Security Firm Reports Malware Threats Jump 48 Percent

Threats from malware — viruses, worms, Trojans, spyware and such — climbed 48 percent in 2005, compared to the previous year, according to the annual Sophos Security Threat Management Report.

The report, expected to be released today and a copy of which was obtained by TechNewsWorld, noted that there were 15,907 new malware threats this year compared to 10,724 in 2004.

“The amount of malware continuing to be written remains really, really high,” Senior Security Analyst Gregg Mastoras told TechNewsWorld from Sophos’ offices in Lynnfield, Mass.

Pills and Miracle Elixirs

Report writers also found that:

  • One in every 44 e-mails carries a virus;
  • New Trojans are being minted faster than Windows worms at a rate of almost two-to-one;
  • Pill and miracle elixirs top the spam charts, but porn and stock scams are surging; and
  • Cybercriminals are bonding together and combining their technologies to attack their victims.

Criminals Coordinating Attacks

“The financially motivated collusion of virus writers, spammers and hackers for criminal gain has developed into an art form in the last year,” the report said. “In a continuously evolving threat environment, criminals have joined forces to produce campaigns that coordinate virus, spam, phishing, and spyware attacks, blurring the distinction between them.”

Craig Schmugar, virus research manager at McAfee Security in Santa Clara, Calif., agreed that there’s been a change in motivation behind malware activity.

“Programs are designed to go undetected a little longer, designed to create bot networks for use by spammers to circumvent spam filters and blacklists,” he told TechNewsWorld.

“The random vandalism of earlier generations,” the report continued, “has been replaced by more purposeful criminal activity in which multiple variants of the same threat are relentlessly created and rapidly distributed with the aim of slipping past traditional signature-based virus protection and existing spam rules.”

Making Money Minting Mischief

Sam Curry, a vice president at Computer Associate’s Etrust Security Management in Islandia, N.Y., asserted that a criminal element has definitely established a foothold in the malware necosystem.

“They make money doing this,” he told TechNewsWorld. “The don’t do it for giggles anymore. They do it because, in some cases, they’re making in excess of US$100 million.”

There’s more organization and specialization involved in these activities now, according to Robert Richardson, editorial director for the Computer Security Institute (CSI) in Philadelphia.

“There are people who steal credit card numbers,” he told TechNewsWorld. “There are people who are credit card middle men. Then there are people subcontracted to sell blocks of numbers.”

Threats More Focused

The report went on to say, “Malware attacks have typically become more focused, aiming at a small number of victims compared to the mass-mailing worms of the past, in an attempt to avoid drawing unnecessary attention to themselves.

“Similarly,” it added, “the number of computers targeted by each spam attack was reduced so that the threat would sneak under the radar of anti-spam techniques that measure e-mail volume.”

Spam has become more than just an annoyance for the online community, according to security experts.

According to Mastoras, of Sophos, 66 percent of malware is delivered through e-mail, much of it in spam.

Curry, of eTrust, noted, “Spam as a vector for distribution as never before has emerged this year, and we expect it to continue.”

Promising Career

In 2005, noted John Reid, of the Spamhaus Project, a prominent spam-fighting organization, the widespread adoption of spam blocking and filtering tools have reduced that amount of junk arriving in inboxes, although that hasn’t deterred spammers from continuing to flood the Net with their garbage. He estimated that somewhere from 80 to 90 percent of all e-mail is spam.

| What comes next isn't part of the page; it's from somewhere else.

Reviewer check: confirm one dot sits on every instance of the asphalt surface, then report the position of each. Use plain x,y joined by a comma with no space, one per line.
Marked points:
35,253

The cost of measures to combat those enormous volumes of spam are directly born by consumers, he maintained. “Spam is never free,” he told TechNewsWorld.

Woeful policing of anti-spam laws and understaffed law enforcement units to fight spammers continue to make the practice an attractive pursuit. “If someone is going to go into crime, this is the crime to get into,” he said.

Impact on E-Commerce

As malware activity continues to climb, the question remains what kind of impact will it have on online commerce.

“I think people are starting to worry more,” observed CSI’s Richardson. “I don’t know if they’re necessarily backing off of making online purchases.”

Mastoras, of Sophos, believes the impact could be more severe.

“We’ve already seen a slight dampening of some people’s interest in going online and doing e-commerce,” he said. “I think that’s going to be a challenge for a lot of e-businesses.”